We just got back from a trip to Arizona for Thanksgiving to spend time with family for the holiday. This week I have been reading a book called, “Don’t Make Me Pull Over! An Informal History of the Family Road Trip.” by Richard Ratay. The book chronicles the events of how family road trips came into being and what happened to them. It discusses the inventions useful for road trips like that of the car, seat belts, entertainment consoles in cars, handheld gaming devices etc, as well as the history behind roads, highways, fast food restaurants, and motels. The author fondly remembers his trips in the family station wagon in the seventies and eighties and in the final chapters he writes about the first time his family flew on a plane to their destination instead of drove. I love what he wrote because I feel the same way about driving places. This is what he wrote:
“The plain fact was that other than purchasing our plane tickets, we’d made no real effort to reach our objective, as those men had – or even we’d always had in the past. There’d been no hardships, no squabbles, no hours of tedium, not even a worry that we’d missed a turn…Our flight had allowed us to soar over all the things that once made a family vacation…a family vacation. We’d taken a trip but we’d made no journey. And somehow it felt as though we hadn’t earned the right to enjoy our final destination.”
Another quote:
“More than anything else what made the family road trip so special was the feeling of being inextricably bound together in a great adventure. An adventure based less on where we were headed, and more in the moments we shared along the way.”

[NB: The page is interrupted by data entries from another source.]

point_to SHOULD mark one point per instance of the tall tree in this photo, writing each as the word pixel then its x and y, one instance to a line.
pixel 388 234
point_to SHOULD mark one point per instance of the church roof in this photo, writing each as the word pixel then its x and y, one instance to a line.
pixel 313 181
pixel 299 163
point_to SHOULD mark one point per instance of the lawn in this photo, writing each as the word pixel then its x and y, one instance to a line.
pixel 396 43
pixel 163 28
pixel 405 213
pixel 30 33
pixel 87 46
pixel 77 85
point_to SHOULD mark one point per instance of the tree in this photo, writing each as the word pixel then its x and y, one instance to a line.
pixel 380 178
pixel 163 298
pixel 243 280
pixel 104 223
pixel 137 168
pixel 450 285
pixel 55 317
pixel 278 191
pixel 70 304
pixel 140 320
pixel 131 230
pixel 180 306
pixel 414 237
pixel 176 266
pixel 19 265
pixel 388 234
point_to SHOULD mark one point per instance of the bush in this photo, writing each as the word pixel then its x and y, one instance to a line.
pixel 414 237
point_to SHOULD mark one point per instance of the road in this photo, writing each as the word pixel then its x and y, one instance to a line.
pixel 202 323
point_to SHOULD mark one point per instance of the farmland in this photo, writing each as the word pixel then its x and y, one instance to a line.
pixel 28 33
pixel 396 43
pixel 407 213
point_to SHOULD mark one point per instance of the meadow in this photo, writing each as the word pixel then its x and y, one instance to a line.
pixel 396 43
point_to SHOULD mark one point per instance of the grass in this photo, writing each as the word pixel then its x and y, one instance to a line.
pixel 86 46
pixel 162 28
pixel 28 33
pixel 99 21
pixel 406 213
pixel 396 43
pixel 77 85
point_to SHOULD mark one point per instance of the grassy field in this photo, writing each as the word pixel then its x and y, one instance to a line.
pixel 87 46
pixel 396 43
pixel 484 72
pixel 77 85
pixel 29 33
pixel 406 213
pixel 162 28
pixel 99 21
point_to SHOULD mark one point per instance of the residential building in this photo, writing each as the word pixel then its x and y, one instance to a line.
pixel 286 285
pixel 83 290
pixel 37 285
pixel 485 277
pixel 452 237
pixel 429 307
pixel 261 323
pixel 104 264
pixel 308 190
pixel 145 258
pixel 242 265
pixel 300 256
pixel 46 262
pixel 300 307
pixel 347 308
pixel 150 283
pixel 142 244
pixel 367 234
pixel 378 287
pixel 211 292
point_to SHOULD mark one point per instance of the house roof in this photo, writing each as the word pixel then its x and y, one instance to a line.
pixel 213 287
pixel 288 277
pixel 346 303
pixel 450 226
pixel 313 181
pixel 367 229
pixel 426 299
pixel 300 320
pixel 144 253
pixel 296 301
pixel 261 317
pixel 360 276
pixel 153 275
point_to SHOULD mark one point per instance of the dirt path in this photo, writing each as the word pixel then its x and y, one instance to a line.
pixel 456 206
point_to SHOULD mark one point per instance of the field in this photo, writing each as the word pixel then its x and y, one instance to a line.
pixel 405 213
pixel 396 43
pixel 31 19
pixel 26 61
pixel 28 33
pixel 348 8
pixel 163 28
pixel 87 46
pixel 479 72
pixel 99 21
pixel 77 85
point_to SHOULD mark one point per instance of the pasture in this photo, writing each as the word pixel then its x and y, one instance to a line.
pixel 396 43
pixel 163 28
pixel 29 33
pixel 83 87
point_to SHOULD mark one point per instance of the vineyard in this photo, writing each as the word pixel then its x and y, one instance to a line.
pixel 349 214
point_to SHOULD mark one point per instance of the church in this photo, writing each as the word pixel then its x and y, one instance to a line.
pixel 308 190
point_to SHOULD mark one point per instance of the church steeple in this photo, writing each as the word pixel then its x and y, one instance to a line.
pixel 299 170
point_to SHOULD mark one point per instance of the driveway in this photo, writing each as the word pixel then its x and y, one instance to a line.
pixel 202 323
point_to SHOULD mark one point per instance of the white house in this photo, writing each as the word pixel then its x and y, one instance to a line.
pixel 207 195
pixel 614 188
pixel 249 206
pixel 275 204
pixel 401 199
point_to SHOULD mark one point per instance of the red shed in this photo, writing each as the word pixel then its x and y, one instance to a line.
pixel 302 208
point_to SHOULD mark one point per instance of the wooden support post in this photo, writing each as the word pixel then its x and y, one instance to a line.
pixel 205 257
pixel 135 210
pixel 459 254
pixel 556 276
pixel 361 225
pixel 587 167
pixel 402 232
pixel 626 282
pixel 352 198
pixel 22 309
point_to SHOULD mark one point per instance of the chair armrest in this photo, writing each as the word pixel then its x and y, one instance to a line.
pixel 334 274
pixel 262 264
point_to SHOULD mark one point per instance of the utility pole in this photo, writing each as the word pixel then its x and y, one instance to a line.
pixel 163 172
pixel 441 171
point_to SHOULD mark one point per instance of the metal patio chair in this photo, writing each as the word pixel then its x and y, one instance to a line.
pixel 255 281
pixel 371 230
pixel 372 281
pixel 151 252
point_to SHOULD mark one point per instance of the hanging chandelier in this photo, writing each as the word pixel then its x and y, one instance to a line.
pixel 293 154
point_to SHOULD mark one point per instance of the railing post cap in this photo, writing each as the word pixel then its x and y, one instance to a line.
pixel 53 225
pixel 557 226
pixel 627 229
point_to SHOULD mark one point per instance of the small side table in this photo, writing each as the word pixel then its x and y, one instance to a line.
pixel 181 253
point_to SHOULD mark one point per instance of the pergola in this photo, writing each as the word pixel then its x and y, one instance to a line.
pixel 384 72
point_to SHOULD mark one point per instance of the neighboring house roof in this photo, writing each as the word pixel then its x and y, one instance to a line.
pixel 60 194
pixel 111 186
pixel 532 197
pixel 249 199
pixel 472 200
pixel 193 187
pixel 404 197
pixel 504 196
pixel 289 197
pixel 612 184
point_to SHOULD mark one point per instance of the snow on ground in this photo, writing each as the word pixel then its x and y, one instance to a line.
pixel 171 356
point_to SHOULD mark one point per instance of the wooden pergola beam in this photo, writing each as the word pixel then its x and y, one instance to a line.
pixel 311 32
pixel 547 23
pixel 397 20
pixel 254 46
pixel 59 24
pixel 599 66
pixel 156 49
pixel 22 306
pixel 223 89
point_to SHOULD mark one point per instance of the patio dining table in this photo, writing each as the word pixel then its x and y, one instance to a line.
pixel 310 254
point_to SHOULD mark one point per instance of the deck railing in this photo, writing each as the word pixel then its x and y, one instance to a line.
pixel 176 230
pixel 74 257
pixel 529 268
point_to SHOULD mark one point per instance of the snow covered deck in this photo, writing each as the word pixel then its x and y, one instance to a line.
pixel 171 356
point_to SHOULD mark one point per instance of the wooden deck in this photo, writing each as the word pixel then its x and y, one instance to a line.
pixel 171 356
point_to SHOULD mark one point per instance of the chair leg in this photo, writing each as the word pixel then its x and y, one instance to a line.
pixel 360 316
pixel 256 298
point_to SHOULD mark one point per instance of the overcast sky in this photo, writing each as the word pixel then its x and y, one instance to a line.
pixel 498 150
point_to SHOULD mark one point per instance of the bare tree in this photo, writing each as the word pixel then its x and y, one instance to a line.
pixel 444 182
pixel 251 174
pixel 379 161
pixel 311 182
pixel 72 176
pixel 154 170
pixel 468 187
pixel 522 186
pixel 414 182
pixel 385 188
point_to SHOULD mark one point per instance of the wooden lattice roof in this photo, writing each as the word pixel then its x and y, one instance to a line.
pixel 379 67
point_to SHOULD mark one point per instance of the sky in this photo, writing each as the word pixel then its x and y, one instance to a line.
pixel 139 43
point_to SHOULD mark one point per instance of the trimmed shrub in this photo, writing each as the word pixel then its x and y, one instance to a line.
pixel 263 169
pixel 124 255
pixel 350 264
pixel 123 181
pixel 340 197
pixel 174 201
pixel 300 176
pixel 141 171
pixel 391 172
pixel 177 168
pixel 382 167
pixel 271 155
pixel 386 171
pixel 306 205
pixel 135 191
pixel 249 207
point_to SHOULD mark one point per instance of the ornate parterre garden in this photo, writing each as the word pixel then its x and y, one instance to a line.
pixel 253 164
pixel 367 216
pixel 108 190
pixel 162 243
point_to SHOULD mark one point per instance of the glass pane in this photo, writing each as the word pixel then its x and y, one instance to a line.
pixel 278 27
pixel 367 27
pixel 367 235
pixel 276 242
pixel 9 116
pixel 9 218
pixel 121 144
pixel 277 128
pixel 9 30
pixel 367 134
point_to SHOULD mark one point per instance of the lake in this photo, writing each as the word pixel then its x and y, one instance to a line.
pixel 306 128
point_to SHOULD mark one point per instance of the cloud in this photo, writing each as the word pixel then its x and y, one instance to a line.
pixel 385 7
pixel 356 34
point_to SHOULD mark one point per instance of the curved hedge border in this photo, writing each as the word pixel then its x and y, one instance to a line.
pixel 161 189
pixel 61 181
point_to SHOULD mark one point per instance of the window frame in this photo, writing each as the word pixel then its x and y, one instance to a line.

I love the joy of the journey. That is why we drive places. That is why we drove 8,500 miles this summer to Alaska and back or toured the southeast last summer. My kids are champion road warriors who barely blink at a trip of a mere 10 hours like we took yesterday. We love what we see on the journey. Truthfully though, if you gave me a plane ticket anywhere I wouldn’t complain! I love to fly too. I guess the heart of it all is that I simply love going places.